A candidate for the second highest office in the US; a candidate who may well become the next president, nuclear codes and all, who thinks The Flinstones is historically accurate is so funny that it borders on horror. I suppose the hard and irrefutable proof that such is not the case could also fall under the umbrella of the Gotcha Journalism Defense, but then the American public, particularly the public that pretends she's fit for office, is far less discriminating than any elementary school teacher I can recall. Indeed most middle school teachers can expect their students to answer questions Sarah has never heard before. Perhaps the Palinists will put on serious faces and nod when Sarah tells us that the dog ate her homework this Thursday. I can't wait. I need a good laugh and I'm ready to embrace the horror.
Labels: 2008 election, Sarah Palin, stupidity
2 Comments:
Dear Citizen:
Are you ready yet for the November 4th Elections? How about your friends, family, and neighbors?
More Americans are expected to vote this year than ever before in history, so don’t be left out! Be sure to ask everyone you know the following questions:
Are you registered to vote? If you moved recently, have you updated your voter registration?
Did you apply for an Absentee Ballot? Do you know your state may not require any reason?
Can you find your local Polling Place? Do you know it may have changed from last time?
The answers to these questions -- and all your voting needs -- can be found at www.StateDemocracy.org -- the FREE 1-Stop citizen empowerment portal that Delivers Democracy to your Desktop! StateDemocracy is among the Internet’s first (since 2001) and most encompassing civic empowerment tools.
In order to boost voter participation this year, StateDemocracy.org is offering FREE widgets for all 50 states. You can simply download and embed these widgets into your own website so your visitors can register to vote, get an absentee ballot or find their local polling place.
Lobby Congress Via StateDemocracy
StateDemocracy.org also equips you to maintain an active dialog with your state and federal lawmakers once they are elected. And RIGHT NOW is an especially opportune time to contact your U.S. Senators and House Member, as Congress takes up major legislation on such issues as offshore oil drilling, another economic stimulus package and all federal appropriations bills over the next few weeks.
As you lobby your elected officials, remember that lawmakers view your constituent input as reflective of scores of other citizens who felt similarly, but didn’t have (or take) the time to share their opinions.
LobbyDelegates.com Further Empowered Grassroots Voices
Over the past 5 months, you may have visited www.LobbyDelegates.com, along with 26,000 other visitors. This latest public interest portal by the StateDemocracy Foundation remained the only online tool enabling rank-and-file Democrats to lobby all 800+ Super Delegates on which candidate to back for the party’s Presidential nomination.
StateDemocracy Foundation Website Users Unite!

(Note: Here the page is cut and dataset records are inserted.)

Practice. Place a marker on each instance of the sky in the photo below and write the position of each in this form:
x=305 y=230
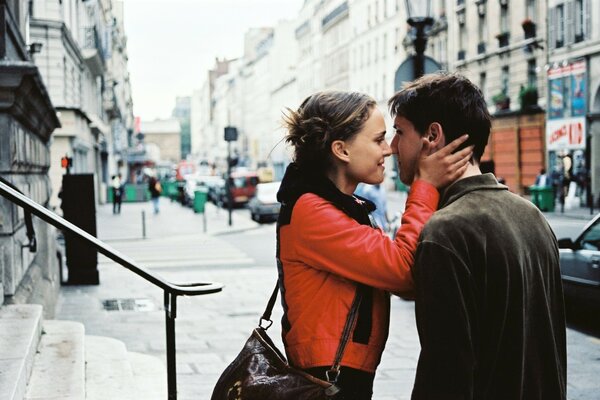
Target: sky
x=173 y=43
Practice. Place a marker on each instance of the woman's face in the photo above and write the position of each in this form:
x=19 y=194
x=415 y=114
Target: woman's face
x=367 y=151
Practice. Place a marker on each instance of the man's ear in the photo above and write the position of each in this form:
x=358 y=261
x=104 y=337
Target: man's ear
x=435 y=136
x=339 y=151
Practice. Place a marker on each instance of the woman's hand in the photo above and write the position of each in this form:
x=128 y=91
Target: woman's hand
x=442 y=167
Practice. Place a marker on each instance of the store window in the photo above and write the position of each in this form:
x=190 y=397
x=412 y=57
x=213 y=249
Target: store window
x=560 y=25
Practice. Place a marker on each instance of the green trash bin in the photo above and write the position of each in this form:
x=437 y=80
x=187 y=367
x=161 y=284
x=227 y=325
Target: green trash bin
x=200 y=196
x=542 y=197
x=535 y=195
x=546 y=198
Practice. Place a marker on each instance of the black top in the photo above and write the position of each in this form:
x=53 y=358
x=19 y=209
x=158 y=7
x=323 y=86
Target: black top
x=489 y=301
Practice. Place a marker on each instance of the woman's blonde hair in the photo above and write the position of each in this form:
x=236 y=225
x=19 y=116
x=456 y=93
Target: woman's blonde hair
x=321 y=119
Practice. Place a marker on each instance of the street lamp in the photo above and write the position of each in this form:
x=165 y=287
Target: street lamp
x=420 y=18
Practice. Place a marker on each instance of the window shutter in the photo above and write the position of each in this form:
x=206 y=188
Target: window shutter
x=552 y=28
x=569 y=22
x=587 y=28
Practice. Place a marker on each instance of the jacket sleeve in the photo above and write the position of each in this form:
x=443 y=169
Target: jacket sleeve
x=444 y=311
x=329 y=240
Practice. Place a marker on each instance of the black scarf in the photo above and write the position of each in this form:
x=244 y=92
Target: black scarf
x=297 y=182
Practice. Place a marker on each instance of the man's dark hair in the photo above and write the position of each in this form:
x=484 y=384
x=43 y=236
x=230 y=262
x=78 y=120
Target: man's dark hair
x=450 y=100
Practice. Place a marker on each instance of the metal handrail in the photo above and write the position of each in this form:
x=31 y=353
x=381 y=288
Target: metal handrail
x=171 y=290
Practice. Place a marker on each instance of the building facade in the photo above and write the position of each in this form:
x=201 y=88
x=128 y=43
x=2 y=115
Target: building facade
x=573 y=111
x=83 y=60
x=27 y=120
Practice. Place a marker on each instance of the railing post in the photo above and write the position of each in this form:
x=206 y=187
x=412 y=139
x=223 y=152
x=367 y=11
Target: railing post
x=170 y=315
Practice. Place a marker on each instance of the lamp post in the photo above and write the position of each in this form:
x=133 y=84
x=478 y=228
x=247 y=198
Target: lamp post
x=419 y=16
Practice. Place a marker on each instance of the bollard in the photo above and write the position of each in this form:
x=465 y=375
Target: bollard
x=143 y=224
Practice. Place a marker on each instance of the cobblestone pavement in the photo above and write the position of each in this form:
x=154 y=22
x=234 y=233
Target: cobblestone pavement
x=211 y=329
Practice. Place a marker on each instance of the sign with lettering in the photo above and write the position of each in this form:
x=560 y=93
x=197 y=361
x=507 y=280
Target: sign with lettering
x=567 y=133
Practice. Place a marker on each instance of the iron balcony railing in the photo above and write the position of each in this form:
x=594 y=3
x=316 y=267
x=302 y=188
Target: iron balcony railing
x=171 y=290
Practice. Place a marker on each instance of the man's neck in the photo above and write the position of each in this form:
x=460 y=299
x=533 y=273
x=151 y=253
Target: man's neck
x=472 y=170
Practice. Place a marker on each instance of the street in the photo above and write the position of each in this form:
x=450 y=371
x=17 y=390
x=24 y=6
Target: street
x=212 y=329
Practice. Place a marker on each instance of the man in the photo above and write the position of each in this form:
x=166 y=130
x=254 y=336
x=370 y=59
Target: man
x=489 y=300
x=376 y=194
x=117 y=189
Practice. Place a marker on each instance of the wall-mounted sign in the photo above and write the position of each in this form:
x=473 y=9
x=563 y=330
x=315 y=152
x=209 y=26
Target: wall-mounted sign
x=566 y=133
x=567 y=93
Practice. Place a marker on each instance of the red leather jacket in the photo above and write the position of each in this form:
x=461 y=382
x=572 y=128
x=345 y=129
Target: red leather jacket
x=322 y=253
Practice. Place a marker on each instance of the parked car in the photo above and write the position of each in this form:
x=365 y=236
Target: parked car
x=194 y=182
x=580 y=264
x=242 y=186
x=264 y=205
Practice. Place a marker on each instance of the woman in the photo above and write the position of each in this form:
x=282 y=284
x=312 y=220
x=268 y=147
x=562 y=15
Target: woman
x=326 y=244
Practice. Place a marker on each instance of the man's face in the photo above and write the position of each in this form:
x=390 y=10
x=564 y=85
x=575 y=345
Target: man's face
x=407 y=145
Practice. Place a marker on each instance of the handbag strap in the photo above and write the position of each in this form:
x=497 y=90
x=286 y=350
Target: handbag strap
x=334 y=372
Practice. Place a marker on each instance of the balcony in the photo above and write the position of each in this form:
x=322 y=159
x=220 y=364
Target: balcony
x=503 y=39
x=528 y=28
x=92 y=50
x=481 y=48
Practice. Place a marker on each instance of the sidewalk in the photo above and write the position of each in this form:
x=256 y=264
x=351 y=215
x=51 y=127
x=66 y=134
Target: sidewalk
x=212 y=329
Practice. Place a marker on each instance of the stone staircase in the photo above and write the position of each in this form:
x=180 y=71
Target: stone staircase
x=52 y=360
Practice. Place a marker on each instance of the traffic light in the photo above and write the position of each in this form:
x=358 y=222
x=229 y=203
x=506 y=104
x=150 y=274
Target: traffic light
x=67 y=163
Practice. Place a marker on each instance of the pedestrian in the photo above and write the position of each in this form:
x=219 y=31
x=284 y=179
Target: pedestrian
x=376 y=194
x=117 y=189
x=155 y=190
x=489 y=298
x=327 y=249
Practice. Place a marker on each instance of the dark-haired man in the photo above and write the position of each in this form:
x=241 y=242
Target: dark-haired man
x=489 y=300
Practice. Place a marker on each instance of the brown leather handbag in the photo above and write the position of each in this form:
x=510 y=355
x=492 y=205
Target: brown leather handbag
x=261 y=371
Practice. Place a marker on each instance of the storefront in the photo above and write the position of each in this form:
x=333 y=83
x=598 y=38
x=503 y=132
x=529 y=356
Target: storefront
x=566 y=143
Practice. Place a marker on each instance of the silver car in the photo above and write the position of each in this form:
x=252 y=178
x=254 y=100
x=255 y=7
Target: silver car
x=264 y=205
x=580 y=264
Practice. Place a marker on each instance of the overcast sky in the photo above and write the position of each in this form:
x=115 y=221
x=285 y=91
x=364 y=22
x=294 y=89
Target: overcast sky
x=172 y=43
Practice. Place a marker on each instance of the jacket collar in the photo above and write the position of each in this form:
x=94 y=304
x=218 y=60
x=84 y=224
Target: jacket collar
x=297 y=182
x=463 y=186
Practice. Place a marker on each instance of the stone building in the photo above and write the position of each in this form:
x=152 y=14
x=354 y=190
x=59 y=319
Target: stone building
x=83 y=61
x=27 y=120
x=163 y=137
x=501 y=46
x=573 y=76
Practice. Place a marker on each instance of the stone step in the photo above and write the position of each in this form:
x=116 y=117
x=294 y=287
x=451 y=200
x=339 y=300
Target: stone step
x=108 y=370
x=59 y=366
x=20 y=330
x=70 y=365
x=150 y=375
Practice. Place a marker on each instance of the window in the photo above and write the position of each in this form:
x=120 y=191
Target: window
x=505 y=79
x=483 y=84
x=579 y=21
x=531 y=72
x=482 y=29
x=384 y=50
x=462 y=39
x=530 y=9
x=560 y=28
x=504 y=27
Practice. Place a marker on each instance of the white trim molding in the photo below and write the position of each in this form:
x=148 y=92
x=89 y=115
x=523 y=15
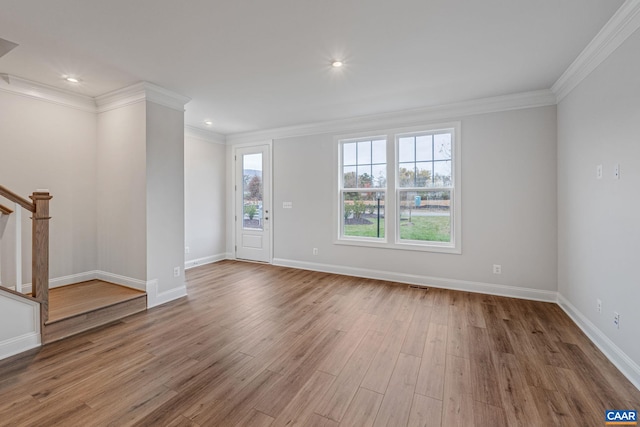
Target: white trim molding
x=139 y=92
x=418 y=116
x=619 y=358
x=42 y=92
x=155 y=298
x=622 y=24
x=65 y=280
x=17 y=345
x=203 y=261
x=425 y=281
x=204 y=134
x=13 y=345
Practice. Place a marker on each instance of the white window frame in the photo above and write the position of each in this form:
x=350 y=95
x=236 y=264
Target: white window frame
x=391 y=238
x=341 y=190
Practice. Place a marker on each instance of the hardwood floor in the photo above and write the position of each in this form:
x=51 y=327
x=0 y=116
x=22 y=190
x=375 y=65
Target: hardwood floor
x=258 y=345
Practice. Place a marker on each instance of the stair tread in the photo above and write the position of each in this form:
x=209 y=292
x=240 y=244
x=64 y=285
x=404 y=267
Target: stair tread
x=80 y=298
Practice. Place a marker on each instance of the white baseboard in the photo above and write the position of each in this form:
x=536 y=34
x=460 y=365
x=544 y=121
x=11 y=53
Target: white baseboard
x=619 y=358
x=205 y=260
x=155 y=298
x=414 y=279
x=13 y=346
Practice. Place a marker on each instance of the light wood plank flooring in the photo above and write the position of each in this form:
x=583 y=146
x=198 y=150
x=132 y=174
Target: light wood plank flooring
x=258 y=345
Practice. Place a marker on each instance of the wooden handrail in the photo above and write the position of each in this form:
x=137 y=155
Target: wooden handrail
x=39 y=245
x=5 y=210
x=19 y=294
x=8 y=194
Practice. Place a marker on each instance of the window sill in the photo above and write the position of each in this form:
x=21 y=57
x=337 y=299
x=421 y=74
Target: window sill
x=372 y=243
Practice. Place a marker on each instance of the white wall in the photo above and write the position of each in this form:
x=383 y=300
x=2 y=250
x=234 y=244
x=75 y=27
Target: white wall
x=44 y=145
x=205 y=189
x=508 y=209
x=121 y=190
x=165 y=195
x=599 y=230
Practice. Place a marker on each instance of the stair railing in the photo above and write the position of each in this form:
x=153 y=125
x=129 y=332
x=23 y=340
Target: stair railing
x=39 y=207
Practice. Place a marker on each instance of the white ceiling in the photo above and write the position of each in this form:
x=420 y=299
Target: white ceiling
x=251 y=64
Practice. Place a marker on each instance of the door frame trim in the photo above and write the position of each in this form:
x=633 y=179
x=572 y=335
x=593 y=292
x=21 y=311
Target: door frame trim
x=234 y=198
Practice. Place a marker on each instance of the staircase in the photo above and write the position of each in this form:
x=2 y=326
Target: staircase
x=66 y=310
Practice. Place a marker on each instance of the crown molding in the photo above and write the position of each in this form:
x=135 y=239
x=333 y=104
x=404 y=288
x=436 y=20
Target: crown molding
x=204 y=134
x=403 y=118
x=622 y=24
x=34 y=90
x=143 y=91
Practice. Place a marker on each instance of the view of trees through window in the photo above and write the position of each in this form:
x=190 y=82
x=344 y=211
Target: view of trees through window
x=364 y=167
x=423 y=193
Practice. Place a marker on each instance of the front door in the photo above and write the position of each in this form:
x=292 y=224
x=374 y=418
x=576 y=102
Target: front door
x=253 y=231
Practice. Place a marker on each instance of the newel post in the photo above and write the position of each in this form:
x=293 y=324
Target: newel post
x=40 y=251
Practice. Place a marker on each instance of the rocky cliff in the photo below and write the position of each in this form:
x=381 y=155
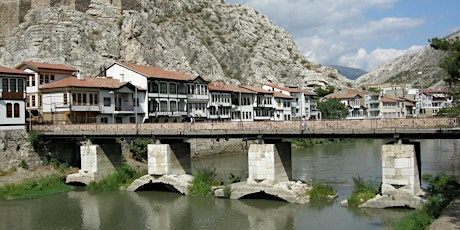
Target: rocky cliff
x=421 y=69
x=215 y=40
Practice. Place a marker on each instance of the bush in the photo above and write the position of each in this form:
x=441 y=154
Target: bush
x=363 y=191
x=138 y=148
x=32 y=188
x=201 y=184
x=416 y=220
x=122 y=178
x=321 y=192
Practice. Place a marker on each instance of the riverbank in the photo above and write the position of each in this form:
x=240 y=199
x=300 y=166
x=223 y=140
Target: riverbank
x=450 y=217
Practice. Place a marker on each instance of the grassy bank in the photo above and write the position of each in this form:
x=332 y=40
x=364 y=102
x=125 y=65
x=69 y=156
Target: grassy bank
x=121 y=179
x=363 y=191
x=442 y=189
x=33 y=188
x=202 y=182
x=321 y=192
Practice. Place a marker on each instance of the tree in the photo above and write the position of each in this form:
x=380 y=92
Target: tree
x=323 y=92
x=450 y=63
x=332 y=109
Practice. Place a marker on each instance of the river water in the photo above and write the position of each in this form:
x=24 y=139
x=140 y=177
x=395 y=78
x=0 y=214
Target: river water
x=333 y=164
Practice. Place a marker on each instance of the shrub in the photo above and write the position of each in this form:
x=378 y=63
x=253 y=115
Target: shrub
x=32 y=188
x=363 y=191
x=321 y=192
x=204 y=179
x=138 y=148
x=123 y=177
x=416 y=220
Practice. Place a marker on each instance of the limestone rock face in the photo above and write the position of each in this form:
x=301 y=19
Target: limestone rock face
x=209 y=38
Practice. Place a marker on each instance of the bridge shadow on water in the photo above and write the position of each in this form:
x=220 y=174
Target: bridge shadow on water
x=162 y=187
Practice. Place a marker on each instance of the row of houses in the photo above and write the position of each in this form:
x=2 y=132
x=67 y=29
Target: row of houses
x=393 y=102
x=128 y=93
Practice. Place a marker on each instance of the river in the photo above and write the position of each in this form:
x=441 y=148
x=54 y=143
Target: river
x=333 y=164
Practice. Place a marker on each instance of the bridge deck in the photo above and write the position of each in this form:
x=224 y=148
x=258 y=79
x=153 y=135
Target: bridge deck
x=421 y=128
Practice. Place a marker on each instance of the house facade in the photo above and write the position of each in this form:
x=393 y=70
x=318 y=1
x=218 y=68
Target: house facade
x=43 y=74
x=171 y=96
x=12 y=98
x=92 y=100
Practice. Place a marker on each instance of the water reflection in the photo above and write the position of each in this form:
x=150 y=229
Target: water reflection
x=333 y=164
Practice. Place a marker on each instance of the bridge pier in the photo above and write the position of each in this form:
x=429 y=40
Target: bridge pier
x=169 y=164
x=270 y=172
x=97 y=161
x=401 y=176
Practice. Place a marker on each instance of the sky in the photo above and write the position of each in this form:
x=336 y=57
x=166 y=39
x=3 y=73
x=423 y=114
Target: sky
x=362 y=34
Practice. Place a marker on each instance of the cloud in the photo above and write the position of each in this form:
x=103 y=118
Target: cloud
x=363 y=60
x=339 y=32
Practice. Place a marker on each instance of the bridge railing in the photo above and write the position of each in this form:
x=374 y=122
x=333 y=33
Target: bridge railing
x=416 y=123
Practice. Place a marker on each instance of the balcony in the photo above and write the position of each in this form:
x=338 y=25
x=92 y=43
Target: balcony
x=12 y=95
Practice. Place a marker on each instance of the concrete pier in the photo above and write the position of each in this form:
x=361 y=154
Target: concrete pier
x=169 y=163
x=401 y=176
x=97 y=161
x=270 y=172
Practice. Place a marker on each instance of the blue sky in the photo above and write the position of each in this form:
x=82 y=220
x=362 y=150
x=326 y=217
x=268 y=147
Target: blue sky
x=360 y=33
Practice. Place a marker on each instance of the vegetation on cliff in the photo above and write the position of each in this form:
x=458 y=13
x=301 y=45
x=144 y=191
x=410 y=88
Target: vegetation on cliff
x=121 y=179
x=442 y=189
x=33 y=188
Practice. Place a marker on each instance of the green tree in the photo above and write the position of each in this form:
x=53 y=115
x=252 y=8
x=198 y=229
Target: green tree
x=332 y=109
x=323 y=92
x=138 y=148
x=450 y=63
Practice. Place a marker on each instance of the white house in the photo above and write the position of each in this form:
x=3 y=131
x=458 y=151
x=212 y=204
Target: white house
x=42 y=74
x=12 y=98
x=171 y=96
x=92 y=100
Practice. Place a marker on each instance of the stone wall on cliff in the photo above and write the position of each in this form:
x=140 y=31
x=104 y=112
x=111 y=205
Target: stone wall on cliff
x=15 y=148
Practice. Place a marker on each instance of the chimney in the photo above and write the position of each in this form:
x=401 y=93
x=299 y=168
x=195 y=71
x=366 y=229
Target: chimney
x=79 y=76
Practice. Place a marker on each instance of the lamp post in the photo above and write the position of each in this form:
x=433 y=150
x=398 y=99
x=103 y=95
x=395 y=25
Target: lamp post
x=113 y=111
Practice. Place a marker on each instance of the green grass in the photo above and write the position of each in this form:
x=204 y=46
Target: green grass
x=363 y=191
x=416 y=220
x=121 y=179
x=202 y=182
x=321 y=192
x=33 y=188
x=442 y=189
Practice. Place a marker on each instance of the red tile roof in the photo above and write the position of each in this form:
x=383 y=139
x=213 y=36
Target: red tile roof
x=257 y=89
x=287 y=89
x=220 y=86
x=282 y=95
x=87 y=82
x=155 y=72
x=13 y=71
x=37 y=66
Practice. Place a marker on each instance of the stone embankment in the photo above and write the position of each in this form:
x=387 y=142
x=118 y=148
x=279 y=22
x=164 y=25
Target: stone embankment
x=16 y=150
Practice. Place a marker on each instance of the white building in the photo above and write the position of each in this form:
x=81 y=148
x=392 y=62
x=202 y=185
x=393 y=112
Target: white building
x=92 y=100
x=171 y=96
x=43 y=74
x=12 y=98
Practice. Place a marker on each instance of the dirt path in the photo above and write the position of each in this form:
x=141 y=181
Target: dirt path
x=450 y=217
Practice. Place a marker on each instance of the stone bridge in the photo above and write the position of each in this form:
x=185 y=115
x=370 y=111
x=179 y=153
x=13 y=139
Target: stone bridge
x=269 y=159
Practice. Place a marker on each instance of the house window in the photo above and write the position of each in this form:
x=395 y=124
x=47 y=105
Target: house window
x=107 y=101
x=33 y=101
x=9 y=110
x=163 y=87
x=16 y=110
x=173 y=106
x=172 y=88
x=163 y=106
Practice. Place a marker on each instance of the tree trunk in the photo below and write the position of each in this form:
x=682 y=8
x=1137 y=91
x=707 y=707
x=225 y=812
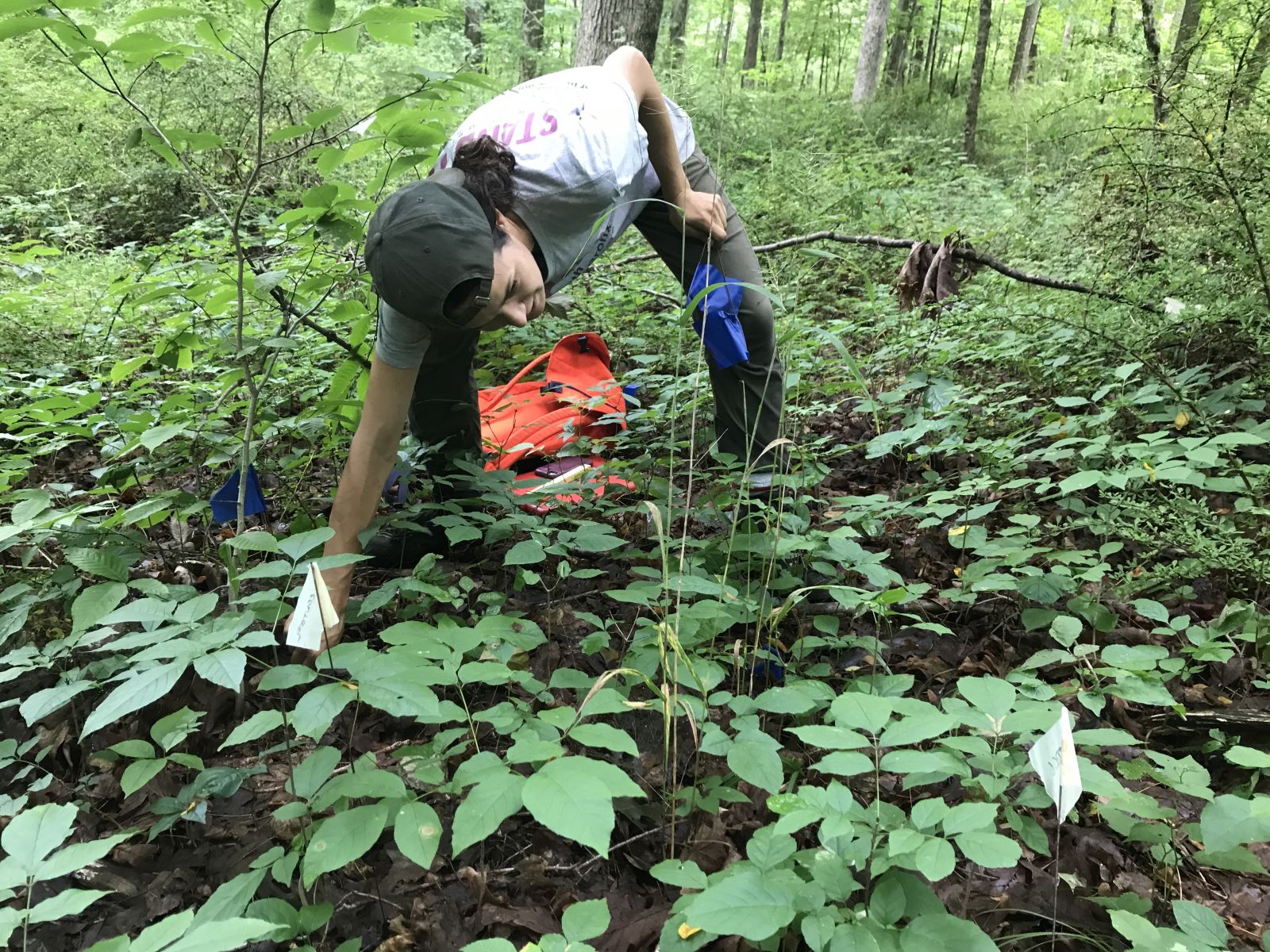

Many of you have used our StateDemocracy.org and LobbyDelegates.com tools in recent times, and have hopefully found your experience uplifting and empowering. I encourage all of you to help spread the news about StateDemocracy.org to enable more of our fellow citizens to Connect! Engage! And Empower!
By Anonymous, at 1:29 AM
Well, anonymous, your comment has nothing to do with the post, but I suppose it's a good cause.
Anyway, Fogg, my answer to your question: In some ways yes, in some ways no. And in the ways that matter, I'd say disturbingly not.